Chapter Thirty-One

We spent a futile stretch in the break room, while Shelton tried to get us to share everything and I tried to get him to share everything.

“Lloyd, see these people out,” he finally snapped.

Interesting.

Shelton mostly had Richard Alvaro deal with us if he did any delegating, because Lloyd was more porous than Richard.

I gave Lloyd a smile as I stood and slid my hand inside his arm, like he’d offered to escort me at a cotillion. He blinked in surprise, then the tops of his ears pinkened.

“That’s so kind of you, Deputy Sampson.” I dropped my voice low — too low for Shelton to hear — and tipped my head toward Lloyd’s as we walked down the hall with Tom and James behind. “I’m nearly exhausted with Hiram talking our ear off. You know how he can be.”

Lloyd mirrored my actions, dropping his voice and leaning his head closer. “Sure can. That’s why it was weird him refusing to talk before. Wouldn’t say a word once we got him to the office. Seems to have loosened up some.”
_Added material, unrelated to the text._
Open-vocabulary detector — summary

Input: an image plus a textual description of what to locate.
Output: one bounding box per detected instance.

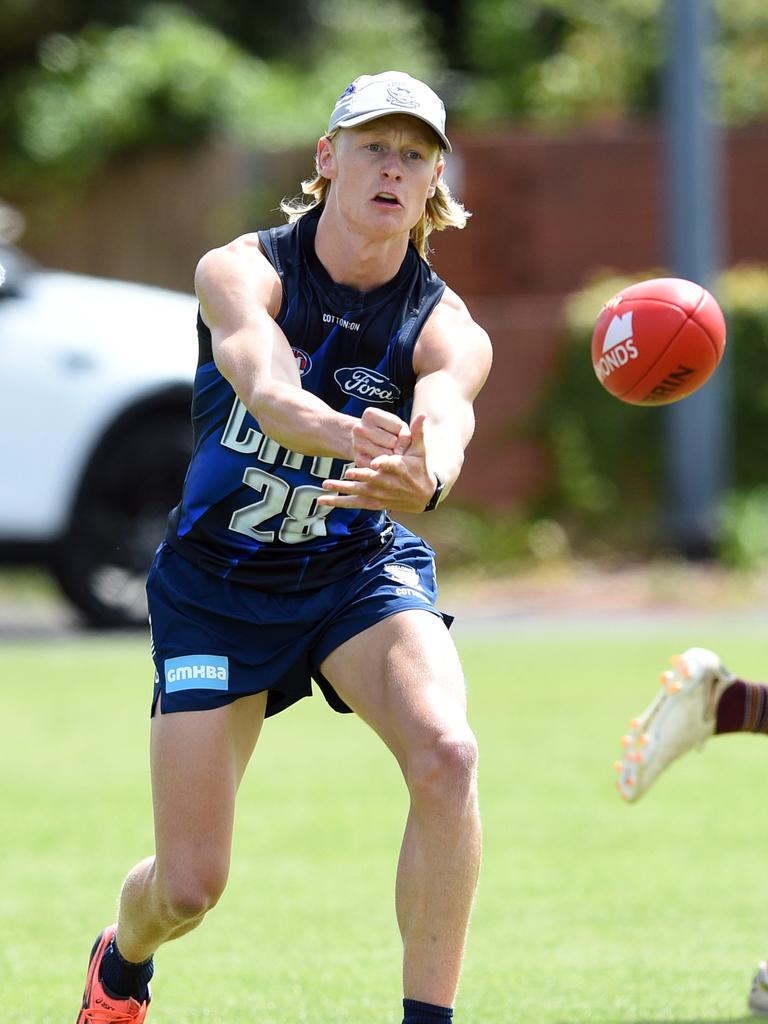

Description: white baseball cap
[328,71,452,153]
I remembered that gleam in Shelton’s eye at Lukasik Ranch. Had he agreed to let Tom and me see Hiram in hopes we’d act as lubricant to get him to talk.

“He has. He surely has.” I patted the deputy’s arm as we parted at that door.

“What was that about?” James asked once we were all outside.

I looked back at the door. “I’m not sure. I’ll let you know if I figure it out.”

“And if she thinks you should know,” Tom said.

“If it concerns my client—”

“Tom’s pulling your leg, James, in hopes of making me trip. It’s nothing directly concerning your client’s legal position. I promise.”

He had to be satisfied with that.

Tom made a major detour from the sheriff’s department to my house by going the opposite direction and arriving at the Sherman Supermarket.

“Want to come in or stay in the truck? I’ll be a minute.”

“I’ll stay.”

I thought I’d have more time to run back what Hiram said, but, true to his word, Tom came out almost immediately.

A stock boy carried a six pack in one hand and a grocery bag in another, putting them in the back seat of the pickup. Tom put the two covered trays he carried on the back seat, preventing them from sliding forward by wedging a tool I didn’t recognize from floor to ceiling in front of them.

He returned to behind the wheel.

“So this is your version of rustling up the food for tonight, Burrell?”

“I can take off plastic wrap with the best of them.”

“They had it waiting for you?”

“Penny.”

It was long past her usual shift, so he must have arranged this earlier.

“I’m always surprised this place is open at this hour.” Actually, it stayed open until eleven, which I knew from a few emergency cookie runs after a newscast. “Considering most stores in town close early.”

“Serving the after-work crowd.”

I raised my eyebrows at the widely spaced vehicles — all pickups — in the lot.

“Ranchers quit work when last light goes. You get a good order from a rancher coming in for a stock-up, and that makes it worthwhile staying open.”

I looked at the profile of the man beside me.

Growing up in Illinois, Abraham Lincoln’s portrait resided in every grade school classroom I attended. I never quite shook the feeling Abe was the presidential version of my patron saint.

Thomas David Burrell bore a resemblance to the sixteenth president of the United States. Tom’s bone structure was more refined, his nose less substantial, his hair not as unruly. Somewhere between Daniel Day-Lewis as Lincoln and the real thing, yet all himself.

I sidestepped the thought that desire and a patron saint didn’t mix, and addressed what made me turn to him in the first place.

“Yet here you are, working after sunset on something entirely different.”

He glanced to his left, then pulled out into the empty road.

“Tamantha,” he said, in full and eloquent explanation.

A good reminder of priorities. His daughter was worried about him. He’d do whatever he could to put her mind at rest. Even give up prime ranch time to chase after threads he hoped would tie up a murderer.

It wasn’t the Gettysburg Address, but then it was a lot shorter.